I had a big and very loving host family in Bo
Everyone in that bar seemed to know what it felt like to claw, and scream, and bite, and hope for something more to take from that opportunity. They knew what it was like to dribble into the opposition with no real chance but dreaming for more, just as my host cousins and brothers showed me on the football field.
It was a funny moment to realize how much culture was reflected just in the way my host family approached sport. There was little team work, little pragmatism, there were no role players in this version of football, no individuals forsaking their independent glory for the sake of a greater team ideal.

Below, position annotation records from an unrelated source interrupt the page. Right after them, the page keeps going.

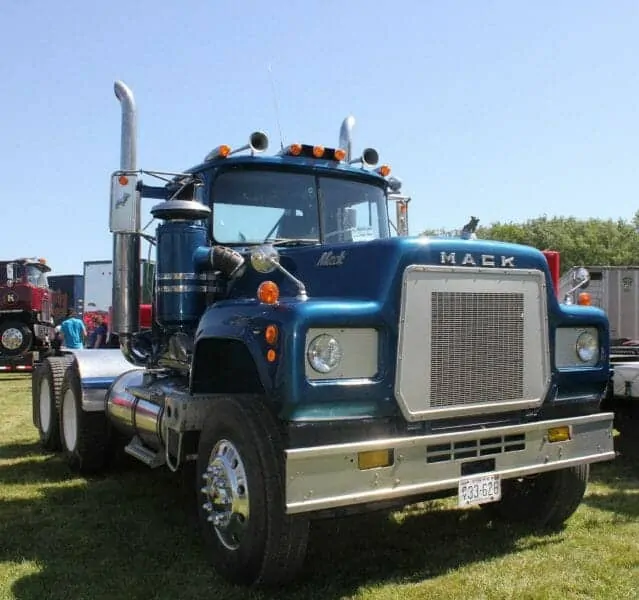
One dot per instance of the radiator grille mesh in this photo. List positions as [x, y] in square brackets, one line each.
[477, 348]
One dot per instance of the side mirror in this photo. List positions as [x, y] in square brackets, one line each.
[124, 216]
[394, 184]
[349, 218]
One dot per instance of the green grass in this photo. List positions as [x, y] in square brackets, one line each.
[132, 534]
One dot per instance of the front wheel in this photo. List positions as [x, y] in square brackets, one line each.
[546, 500]
[15, 338]
[241, 487]
[46, 382]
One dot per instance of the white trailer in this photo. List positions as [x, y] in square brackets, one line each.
[98, 284]
[615, 290]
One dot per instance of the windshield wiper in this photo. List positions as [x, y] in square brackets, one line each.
[292, 242]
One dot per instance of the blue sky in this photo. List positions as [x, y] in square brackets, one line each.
[504, 110]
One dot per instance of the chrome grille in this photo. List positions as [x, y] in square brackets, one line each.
[472, 341]
[477, 347]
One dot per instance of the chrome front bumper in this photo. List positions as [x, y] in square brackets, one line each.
[324, 477]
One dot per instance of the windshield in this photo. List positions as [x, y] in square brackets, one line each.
[36, 277]
[251, 206]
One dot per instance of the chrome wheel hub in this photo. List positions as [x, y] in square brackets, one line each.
[12, 338]
[226, 492]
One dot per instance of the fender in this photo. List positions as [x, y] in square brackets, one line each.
[241, 325]
[98, 369]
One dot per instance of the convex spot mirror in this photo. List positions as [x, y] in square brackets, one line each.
[265, 258]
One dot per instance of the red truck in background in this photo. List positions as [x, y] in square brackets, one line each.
[26, 319]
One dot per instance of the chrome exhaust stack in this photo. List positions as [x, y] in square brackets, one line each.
[346, 136]
[126, 245]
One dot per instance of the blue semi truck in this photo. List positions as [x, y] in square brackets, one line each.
[311, 364]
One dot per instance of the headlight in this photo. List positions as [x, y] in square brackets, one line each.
[324, 353]
[587, 347]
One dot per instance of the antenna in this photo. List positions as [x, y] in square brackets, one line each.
[277, 110]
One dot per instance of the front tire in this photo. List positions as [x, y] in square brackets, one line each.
[84, 435]
[46, 383]
[546, 500]
[16, 338]
[240, 484]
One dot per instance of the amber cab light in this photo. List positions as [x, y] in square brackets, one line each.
[268, 292]
[270, 334]
[584, 299]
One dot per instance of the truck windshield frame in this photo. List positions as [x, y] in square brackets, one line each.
[257, 204]
[25, 274]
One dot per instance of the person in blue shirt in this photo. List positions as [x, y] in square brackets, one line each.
[73, 331]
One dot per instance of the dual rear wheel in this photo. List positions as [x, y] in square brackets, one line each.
[62, 425]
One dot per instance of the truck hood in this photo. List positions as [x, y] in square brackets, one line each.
[373, 270]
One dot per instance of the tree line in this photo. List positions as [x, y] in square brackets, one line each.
[580, 242]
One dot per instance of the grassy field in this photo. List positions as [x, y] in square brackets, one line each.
[132, 534]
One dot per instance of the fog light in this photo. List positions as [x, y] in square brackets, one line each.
[559, 434]
[375, 458]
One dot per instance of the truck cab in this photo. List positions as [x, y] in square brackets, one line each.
[313, 363]
[25, 313]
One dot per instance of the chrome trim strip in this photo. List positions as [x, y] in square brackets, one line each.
[185, 288]
[328, 477]
[182, 276]
[94, 399]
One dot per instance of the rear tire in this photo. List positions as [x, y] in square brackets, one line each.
[84, 435]
[46, 383]
[252, 540]
[546, 500]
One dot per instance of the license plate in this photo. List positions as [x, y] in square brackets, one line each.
[479, 489]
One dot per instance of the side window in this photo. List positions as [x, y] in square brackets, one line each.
[237, 223]
[365, 220]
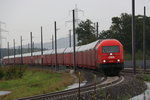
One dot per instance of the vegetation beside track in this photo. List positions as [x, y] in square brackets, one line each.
[34, 82]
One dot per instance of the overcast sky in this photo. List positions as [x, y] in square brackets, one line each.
[25, 16]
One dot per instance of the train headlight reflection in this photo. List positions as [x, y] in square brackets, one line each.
[118, 60]
[104, 61]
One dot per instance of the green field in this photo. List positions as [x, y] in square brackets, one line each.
[35, 82]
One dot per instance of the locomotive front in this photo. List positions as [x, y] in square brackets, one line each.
[110, 56]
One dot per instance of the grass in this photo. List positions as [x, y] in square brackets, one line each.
[146, 78]
[35, 82]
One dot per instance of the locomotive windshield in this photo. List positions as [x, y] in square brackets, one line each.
[111, 49]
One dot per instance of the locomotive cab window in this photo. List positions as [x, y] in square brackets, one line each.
[110, 49]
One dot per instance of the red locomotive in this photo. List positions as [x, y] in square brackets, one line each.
[106, 55]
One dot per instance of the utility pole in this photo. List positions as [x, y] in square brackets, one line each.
[97, 29]
[55, 28]
[144, 47]
[1, 43]
[133, 37]
[77, 20]
[28, 48]
[41, 45]
[21, 51]
[74, 43]
[31, 45]
[69, 38]
[8, 51]
[14, 51]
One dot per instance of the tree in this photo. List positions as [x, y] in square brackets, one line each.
[121, 30]
[85, 32]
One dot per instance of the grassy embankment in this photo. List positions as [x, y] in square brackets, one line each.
[34, 82]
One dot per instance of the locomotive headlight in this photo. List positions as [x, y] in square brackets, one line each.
[104, 61]
[118, 60]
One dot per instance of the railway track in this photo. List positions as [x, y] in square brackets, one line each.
[138, 71]
[104, 83]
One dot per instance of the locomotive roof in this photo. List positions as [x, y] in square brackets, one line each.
[77, 48]
[88, 46]
[68, 50]
[47, 52]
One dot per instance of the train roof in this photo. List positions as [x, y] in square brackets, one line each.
[88, 46]
[62, 50]
[68, 50]
[47, 52]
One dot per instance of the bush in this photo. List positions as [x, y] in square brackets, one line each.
[12, 72]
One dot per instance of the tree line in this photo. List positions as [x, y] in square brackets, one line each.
[120, 29]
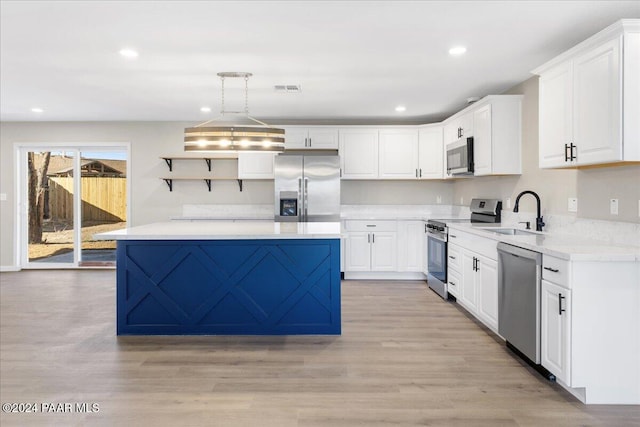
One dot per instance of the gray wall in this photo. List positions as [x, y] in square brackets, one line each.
[593, 187]
[151, 200]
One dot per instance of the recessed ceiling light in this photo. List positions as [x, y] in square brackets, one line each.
[129, 53]
[457, 50]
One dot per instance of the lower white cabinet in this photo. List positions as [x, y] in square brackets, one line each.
[255, 165]
[371, 251]
[555, 322]
[410, 245]
[473, 276]
[370, 246]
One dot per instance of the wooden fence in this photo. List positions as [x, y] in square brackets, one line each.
[103, 198]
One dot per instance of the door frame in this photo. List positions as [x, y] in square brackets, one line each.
[21, 190]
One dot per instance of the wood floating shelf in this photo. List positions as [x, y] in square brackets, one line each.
[207, 180]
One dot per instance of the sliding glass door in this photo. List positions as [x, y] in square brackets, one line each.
[68, 195]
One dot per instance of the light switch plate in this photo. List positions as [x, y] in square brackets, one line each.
[613, 206]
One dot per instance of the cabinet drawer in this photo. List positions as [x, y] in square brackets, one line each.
[377, 225]
[478, 244]
[556, 270]
[454, 283]
[454, 257]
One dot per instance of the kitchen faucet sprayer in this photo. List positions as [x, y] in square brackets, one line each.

It was ten attackers on a field each searching for his own opportunity to take and run away. A team mate was simply someone else trying to score on the same goalie, not a reliable partner to advance the ball and build a sustained offense. It was a version of football I didn’t really know how to play, and so withdrew from, but I loved it for how much it told tell me. Loved it for how much it told me about everyone playing in front of me.
Salone is a land of few personal opportunities, and when one happened to appear, even if just a glimmer, one had to make all effort to grab at it, to attack it, to cling to any fleeting glimmer that it could be more.

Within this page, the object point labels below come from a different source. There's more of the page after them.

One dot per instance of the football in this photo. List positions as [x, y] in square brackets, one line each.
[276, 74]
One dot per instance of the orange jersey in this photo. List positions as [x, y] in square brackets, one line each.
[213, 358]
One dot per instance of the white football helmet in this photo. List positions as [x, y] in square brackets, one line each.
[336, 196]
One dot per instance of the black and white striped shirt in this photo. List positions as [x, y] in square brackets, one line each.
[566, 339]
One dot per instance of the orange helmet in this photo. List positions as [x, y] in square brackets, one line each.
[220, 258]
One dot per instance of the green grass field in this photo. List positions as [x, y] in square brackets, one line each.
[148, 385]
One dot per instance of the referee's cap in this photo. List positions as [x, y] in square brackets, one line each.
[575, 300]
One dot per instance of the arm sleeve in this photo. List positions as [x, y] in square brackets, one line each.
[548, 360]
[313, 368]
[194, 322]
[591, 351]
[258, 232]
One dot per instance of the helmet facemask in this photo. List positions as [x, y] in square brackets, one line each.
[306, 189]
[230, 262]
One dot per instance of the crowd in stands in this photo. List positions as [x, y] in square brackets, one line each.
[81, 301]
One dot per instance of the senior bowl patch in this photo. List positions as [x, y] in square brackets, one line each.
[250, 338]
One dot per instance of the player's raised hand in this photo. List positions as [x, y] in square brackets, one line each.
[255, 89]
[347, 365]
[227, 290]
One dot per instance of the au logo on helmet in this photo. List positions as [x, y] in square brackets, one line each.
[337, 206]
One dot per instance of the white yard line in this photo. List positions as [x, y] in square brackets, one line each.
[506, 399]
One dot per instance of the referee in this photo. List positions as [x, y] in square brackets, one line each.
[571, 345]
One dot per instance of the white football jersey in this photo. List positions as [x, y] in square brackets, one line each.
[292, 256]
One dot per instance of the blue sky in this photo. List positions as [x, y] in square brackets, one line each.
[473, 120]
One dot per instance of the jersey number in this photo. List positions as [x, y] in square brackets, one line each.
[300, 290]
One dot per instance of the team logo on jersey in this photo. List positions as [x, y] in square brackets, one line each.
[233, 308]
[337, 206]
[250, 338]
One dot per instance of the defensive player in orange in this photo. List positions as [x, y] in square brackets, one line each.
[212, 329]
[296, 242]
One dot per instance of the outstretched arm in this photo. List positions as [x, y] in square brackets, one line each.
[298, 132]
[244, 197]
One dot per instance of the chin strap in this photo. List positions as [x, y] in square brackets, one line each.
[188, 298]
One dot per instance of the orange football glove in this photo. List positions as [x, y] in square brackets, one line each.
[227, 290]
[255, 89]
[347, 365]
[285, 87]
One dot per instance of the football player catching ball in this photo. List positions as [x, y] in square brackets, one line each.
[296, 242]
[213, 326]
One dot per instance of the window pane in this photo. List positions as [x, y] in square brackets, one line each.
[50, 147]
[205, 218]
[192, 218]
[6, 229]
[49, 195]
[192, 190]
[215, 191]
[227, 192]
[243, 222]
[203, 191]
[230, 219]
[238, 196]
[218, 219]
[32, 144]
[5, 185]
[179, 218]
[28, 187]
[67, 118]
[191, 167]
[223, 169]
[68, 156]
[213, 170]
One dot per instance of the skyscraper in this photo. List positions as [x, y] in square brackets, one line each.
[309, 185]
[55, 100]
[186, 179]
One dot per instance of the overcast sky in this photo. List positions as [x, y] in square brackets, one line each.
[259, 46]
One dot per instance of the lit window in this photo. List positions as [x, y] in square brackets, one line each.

In this version sharing only insured what little there was to go around would be split into oblivion, no one person getting anything, truly. A goal seemed to not be a collective accomplishment, but an individual achievement, so long as the individual shed all adversity to achieve what he could with what little he was given.
The only way to guarantee that anyone could have what they want ever is to take it, wholly, cling to it, not let it go, and see how far it goes. I realized my version did not mesh at all; trying to play one-two passes and make runs to disguise my lack of technique and skill. So whenever the ball fell to my feet, I did the next best thing I knew how to do, playing it off to the nearest individual trying to score in the same direction as me, and watch ardently as he put everything he had in that moment to score.
It happened to be the last time I played soccer with my host family. Not even two weeks later the entire American Peace Corps presence in Sierra Leone was withdrawn, our potentially two year stay becoming a casualty, albeit the least, of the spreading Ebola Virus. News from the country continues to worsen, and the numbers have only become more and more frightening. In a land of few opportunities I can only imagine how many more have disappeared with their society shrinking and closing ranks to deal with the greatest threat to its existence since Civil War came to a halt twelve years prior.
I have not had a chance to talk to my host family on the phone since I left, but I do correspond by email, trying to maintain regular contact so that I can assure myself that they are still safe and with each other. In one such email my host mother’s fiance told me how debilitating Ebola’s impact had become, shutting down local commerce. He proceeded to tell me that everyone in my host family was still alright and healthy. As his email concluded, he added that Nyake and Hamid wanted me to know how many goals they had scored in a game a few days prior. I could only imagine how happy it had made them for one day.
Sweet memories. I’m sure you miss them.